This is going to get a little postmodern and confrontational this morning. The idea that Christ is a myth was invented by the late Victorians with their acceptance of modernism and materialism. This led to a new problem: that the gospel contains miracles and the resurrection.
It also led to a clear split. Those who believed the creeds kicked the modernists out: or they devolved the churches they belonged to into something akin to the Unitarians: the form of religion but no power. However, the post modernists have decided that there is no true, for all is distorted by power structures, and therefore the question of the accuracy of the gospels is moot.
They see it as a useful narrative. They are functionally Sadducees: and as such they love power and hate to think of a real God. God incarnate hit them out of the park.
18Some Sadducees, who say there is no resurrection, came to him and asked him a question, saying, 19“Teacher, Moses wrote for us that ‘if a man’s brother dies, leaving a wife but no child, the man shall marry the widow and raise up children for his brother.’ 20There were seven brothers; the first married and, when he died, left no children; 21and the second married her and died, leaving no children; and the third likewise; 22none of the seven left children. Last of all the woman herself died. 23In the resurrection whose wife will she be? For the seven had married her.”
24Jesus said to them, “Is not this the reason you are wrong, that you know neither the scriptures nor the power of God? 25For when they rise from the dead, they neither marry nor are given in marriage, but are like angels in heaven. 26And as for the dead being raised, have you not read in the book of Moses, in the story about the bush, how God said to him, ‘I am the God of Abraham, the God of Isaac, and the God of Jacob’? 27He is God not of the dead, but of the living; you are quite wrong.”
God is not the a God of the dead, but the living. Those who are dead in Christ live on in him. Therefore we can say with Paul.
16So we do not lose heart. Even though our outer nature is wasting away, our inner nature is being renewed day by day. 17For this slight momentary affliction is preparing us for an eternal weight of glory beyond all measure, 18because we look not at what can be seen but at what cannot be seen; for what can be seen is temporary, but what cannot be seen is eternal.
1For we know that if the earthly tent we live in is destroyed, we have a building from God, a house not made with hands, eternal in the heavens. 2For in this tent we groan, longing to be clothed with our heavenly dwelling – 3if indeed, when we have taken it off we will not be found naked. 4For while we are still in this tent, we groan under our burden, because we wish not to be unclothed but to be further clothed, so that what is mortal may be swallowed up by life.5He who has prepared us for this very thing is God, who has given us the Spirit as a guarantee.

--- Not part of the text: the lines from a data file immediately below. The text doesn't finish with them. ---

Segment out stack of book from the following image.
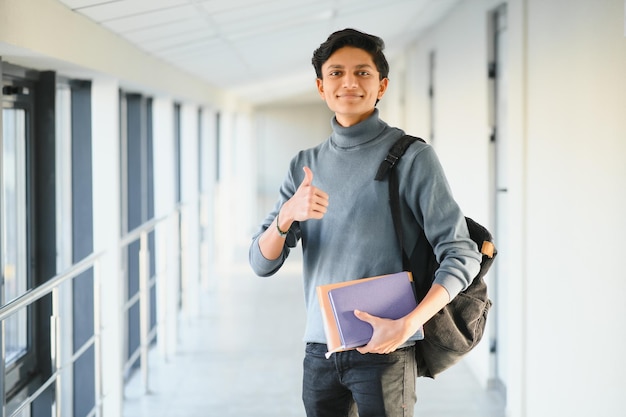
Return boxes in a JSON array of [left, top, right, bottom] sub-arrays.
[[317, 271, 423, 357]]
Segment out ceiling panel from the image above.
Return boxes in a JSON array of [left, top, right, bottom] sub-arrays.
[[61, 0, 116, 8], [99, 5, 201, 33], [122, 18, 211, 44], [235, 26, 324, 68], [139, 28, 217, 54], [156, 37, 224, 60], [209, 1, 329, 32], [76, 0, 190, 22], [56, 0, 461, 103], [199, 0, 286, 15]]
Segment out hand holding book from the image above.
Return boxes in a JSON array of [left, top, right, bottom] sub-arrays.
[[352, 309, 421, 355], [316, 271, 424, 357]]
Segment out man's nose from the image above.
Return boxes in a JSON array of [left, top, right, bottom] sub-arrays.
[[343, 73, 357, 87]]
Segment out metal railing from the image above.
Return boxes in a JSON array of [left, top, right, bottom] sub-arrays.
[[119, 210, 177, 393], [0, 251, 104, 417], [0, 204, 185, 416], [0, 207, 180, 417]]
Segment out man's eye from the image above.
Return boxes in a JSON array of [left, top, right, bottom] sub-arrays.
[[330, 71, 341, 76], [358, 71, 370, 76]]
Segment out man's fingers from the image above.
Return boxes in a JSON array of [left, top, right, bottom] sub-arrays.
[[315, 189, 330, 205]]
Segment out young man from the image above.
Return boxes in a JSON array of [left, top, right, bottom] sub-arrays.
[[249, 28, 481, 417]]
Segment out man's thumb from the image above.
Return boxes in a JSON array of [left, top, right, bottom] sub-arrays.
[[353, 310, 372, 323], [301, 166, 313, 187]]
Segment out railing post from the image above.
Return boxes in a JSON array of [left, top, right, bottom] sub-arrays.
[[138, 231, 151, 394], [1, 320, 6, 416], [93, 260, 103, 417], [51, 287, 61, 417], [156, 219, 168, 362]]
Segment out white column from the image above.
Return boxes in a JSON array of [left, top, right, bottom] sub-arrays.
[[179, 104, 200, 318], [215, 109, 235, 266], [233, 111, 257, 248], [501, 0, 527, 416], [199, 107, 218, 289], [152, 98, 180, 358], [215, 108, 256, 268], [91, 77, 123, 417]]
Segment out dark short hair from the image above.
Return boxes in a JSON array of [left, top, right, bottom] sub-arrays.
[[312, 28, 390, 80]]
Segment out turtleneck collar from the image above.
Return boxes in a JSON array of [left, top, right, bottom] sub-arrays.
[[330, 109, 387, 150]]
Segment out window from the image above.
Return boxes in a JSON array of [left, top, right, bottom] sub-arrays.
[[2, 105, 28, 365], [1, 72, 40, 399], [120, 92, 156, 374]]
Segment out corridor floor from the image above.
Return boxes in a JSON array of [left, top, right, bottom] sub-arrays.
[[122, 260, 505, 417]]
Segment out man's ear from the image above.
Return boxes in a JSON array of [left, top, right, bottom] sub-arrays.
[[316, 78, 326, 100], [377, 77, 389, 100]]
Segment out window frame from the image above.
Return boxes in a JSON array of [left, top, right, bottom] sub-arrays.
[[1, 70, 41, 400]]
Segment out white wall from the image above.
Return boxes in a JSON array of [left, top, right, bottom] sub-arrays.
[[179, 104, 201, 318], [91, 77, 124, 417], [199, 107, 219, 288], [402, 0, 498, 219], [397, 0, 626, 416], [379, 53, 408, 130], [152, 98, 182, 360], [523, 0, 626, 416], [213, 103, 267, 267]]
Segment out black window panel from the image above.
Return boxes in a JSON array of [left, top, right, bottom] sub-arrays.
[[126, 94, 147, 232], [31, 384, 54, 417], [70, 80, 93, 262], [122, 93, 155, 368], [73, 346, 96, 416], [127, 302, 141, 369], [67, 80, 96, 416], [146, 99, 156, 331]]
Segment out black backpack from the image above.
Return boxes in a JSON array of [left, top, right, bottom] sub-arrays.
[[375, 135, 497, 378]]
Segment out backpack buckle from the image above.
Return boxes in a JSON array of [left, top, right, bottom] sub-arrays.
[[384, 153, 399, 168]]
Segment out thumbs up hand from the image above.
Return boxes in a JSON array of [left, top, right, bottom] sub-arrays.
[[260, 166, 329, 259], [281, 166, 329, 222]]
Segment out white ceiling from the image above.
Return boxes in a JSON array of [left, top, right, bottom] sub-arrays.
[[56, 0, 460, 104]]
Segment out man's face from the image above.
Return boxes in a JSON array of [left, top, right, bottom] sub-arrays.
[[316, 46, 389, 127]]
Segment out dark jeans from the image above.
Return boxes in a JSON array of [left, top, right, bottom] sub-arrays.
[[302, 343, 417, 417]]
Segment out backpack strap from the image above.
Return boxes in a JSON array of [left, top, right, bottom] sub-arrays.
[[374, 135, 422, 181], [375, 135, 425, 271]]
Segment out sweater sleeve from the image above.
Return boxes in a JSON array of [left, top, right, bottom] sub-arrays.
[[401, 145, 482, 300]]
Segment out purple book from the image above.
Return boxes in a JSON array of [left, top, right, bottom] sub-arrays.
[[327, 272, 422, 349]]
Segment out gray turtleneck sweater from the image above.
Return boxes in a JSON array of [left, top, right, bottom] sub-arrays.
[[249, 110, 481, 345]]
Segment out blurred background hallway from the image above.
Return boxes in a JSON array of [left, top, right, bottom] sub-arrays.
[[1, 0, 625, 416]]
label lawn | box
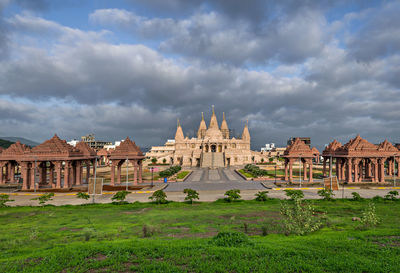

6So we are always confident; even though we know that while we are at home in the body we are away from the Lord – 7for we walk by faith, not by sight. 8Yes, we do have confidence, and we would rather be away from the body and at home with the Lord. 9So whether we are at home or away, we make it our aim to please him. 10For all of us must appear before the judgment seat of Christ, so that each may receive recompense for what has been done in the body, whether good or evil.
We need to recall that the Sadducees were the party of power. They were the elite: they were those who compromised with the Romans. They made up the majority of the ruling council (Sanhedrin) in Jerusalem. The Pharisees were much more interested in the common people. They did not want to compromise the word of God. They disagreed on much within Jewish theology.
And the Sadducees died out when the temple fell. The Talmud and modern Judaism descends from the teaching of Rabbis who were Pharisees — some of whom, such as Gamaliel, are mentioned in the NT.
The modern version of narrative theology has merged with the idea that there is a feminist theology, or a queer theology, and that this politics of identity should be mirrored in the church lest we be racist, sexist, misogynist and whatever other shibboleth is being used this week. This is wrong. In Christ we are one, despite the divisions in this fallen world. Paul taught in a time when the majority of the inhabitants of the Roman Empire were slaves: he taught that they slave and free were one. In a society where most people were Greek, he said there was no difference between Jews and Greeks. And when men and women had quite different roles he said in Christ we are equal. He opposed the divisions, for he looked ahead to a time when these divisions will cease.
So we need to oppose the liberal heresy. We need to remember that there is a resurrection, and what we do now about the Cross of Christ determines what will happen to us: for without Jesus we will make our own hell for eternity.